Fil d'Ariane
"Sur les vingt dates que j'avais au mois de mars, j'ai eu le temps d'en faire cinq. Les quinze autres ont été annulées du jour au lendemain. Pour mai, les dix dates que j'avais ont été reportées à septembre. Je me retrouve sans rien jusqu'au mois de juin. Ca ne va pas me faire manger..." .
Pour Benjamin Rico, ingénieur son sur la tournée de Patrick Bruel, à cause du coronavirus, les mois de mars avril et mai riment avec chômage forcé. Une situation similaire pour la plupart des 274 000 intermittents du spectacle (chiffre Pôle Emploi sur l'année 2018).
Les annulations se multiplient, suite à l'abaissement du seuil d’interdiction de rassemblement de 5 000 à 1 000 personnes pour faire face à l'épidémie de Covid19.

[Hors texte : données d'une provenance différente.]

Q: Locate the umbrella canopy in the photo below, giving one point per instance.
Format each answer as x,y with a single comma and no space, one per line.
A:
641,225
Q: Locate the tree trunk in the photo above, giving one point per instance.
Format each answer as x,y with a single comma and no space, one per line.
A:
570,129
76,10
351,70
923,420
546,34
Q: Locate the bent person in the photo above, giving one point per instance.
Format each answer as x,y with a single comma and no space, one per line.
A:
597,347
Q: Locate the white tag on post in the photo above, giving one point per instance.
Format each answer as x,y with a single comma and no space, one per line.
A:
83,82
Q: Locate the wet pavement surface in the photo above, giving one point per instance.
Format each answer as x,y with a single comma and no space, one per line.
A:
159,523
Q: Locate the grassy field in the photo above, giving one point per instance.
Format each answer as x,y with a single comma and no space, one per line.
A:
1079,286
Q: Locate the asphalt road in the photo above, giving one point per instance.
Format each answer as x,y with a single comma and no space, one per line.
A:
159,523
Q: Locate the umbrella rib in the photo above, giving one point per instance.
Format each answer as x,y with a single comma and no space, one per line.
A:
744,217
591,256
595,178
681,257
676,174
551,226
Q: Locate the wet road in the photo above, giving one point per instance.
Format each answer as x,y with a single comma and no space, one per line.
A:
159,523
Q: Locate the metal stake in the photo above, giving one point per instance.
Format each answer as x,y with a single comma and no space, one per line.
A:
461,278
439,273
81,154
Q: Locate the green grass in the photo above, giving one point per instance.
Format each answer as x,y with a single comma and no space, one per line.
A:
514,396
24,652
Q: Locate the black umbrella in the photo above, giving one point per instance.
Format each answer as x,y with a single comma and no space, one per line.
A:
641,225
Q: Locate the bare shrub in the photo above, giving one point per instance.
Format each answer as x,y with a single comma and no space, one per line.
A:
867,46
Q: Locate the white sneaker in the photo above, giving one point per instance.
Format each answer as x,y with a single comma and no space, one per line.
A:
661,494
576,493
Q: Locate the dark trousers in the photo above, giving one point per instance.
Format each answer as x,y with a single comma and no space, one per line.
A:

Pour les plus petits évènements et les salles avec une jauge inférieure à 1000 personnes, le problème reste le même. "Le public annule. Il y a déjà cette peur panique. C'est un peu logique.", reconnaît Laure Desbre, intermittente, chanteuse accordéoniste d'un groupe de 5 à 15 musiciens.
"Nous avions une foire ce week-end et la préfecture a préféré annuler l’évènement, notamment car certains exposants venaient d’une zone à risque. Pour nous ça veut dire pas de travail et aucun recours, puisque c’est un arrêté préfectoral.", ajoute l'accordéoniste.
Pour les intermittents, techniciens employés dans les salles, la situation se résume à l'annulation, au report de tous leurs contrats ou au chômage partiel.
Nous avons besoin de faire nos heures pour conserver notre statut.
Laura Desbre, intermittente, chanteuse accordéoniste
Face à la précarité des artistes et techniciens du spectacle vivant, le régime de l'intermittence en France permet de payer le travailleur les jours où il n'a pas de contrat. Un avantage obtenu si le technicien ou l'artiste rassemble le nombre de cachets voulus par an. Cette année, ce qui inquiète tous les intermittents du spectacle, c'est de ne pas atteindre le nombre d'heures leur permettant de renouveler leur droits à l'assurance chômage.
"La difficulté, c’est que nous avons besoin de faire nos heures pour conserver notre statut. Pour certains intermittents, c’est à flux tendu, ils ont du mal à trouver du travail à l'année. Il y a des contrats, des compagnies, des gens qui sont sur des résidences. Tout cela va s’annuler. C’est catastrophique pour ces derniers."
Pour les salles et les prestataires qui emploient les techniciens, la période est compliquée aussi.
"Nous avons eu une réunion d'urgence le 2 mars. Pour les intermittents comme pour les prestataires techniques, la situation est déjà catastrophique ! ", explique Pascal Louet, secrétaire général du syndicat national des artistes chefs d'orchestre professionnels de variétés et arrangeurs (SNACOPVA CFE-CGC). " Les foires, les salons s'annulent. Des milliers de travailleurs sont concernés."
Comme après les attentats du Bataclan, qui avaient porté un coup au secteur du spectacle vivant dans la fréquentation des salles de concert et des festivals, les principaux syndicats d'intermittents du spectale espèrent du gouvernement la mise en place d'un fonds d'urgence.
Le groupe de protection sociale Audiens, spécialisé dans la culture, a déjà annoncé la possibilité d'aides sociales pour les artistes et techniciens en situation de précarité suite aux problèmes liés au Coronavirus Codi-19. Les demandes devront être faites dans la semaine du 16 mars.
Une pétition en ligne à l'adresse du ministre de la Culture a été lancée, pour demander le report du dépôt des dossiers attestant des heures effectuées et attribuant le statut d'intermittent.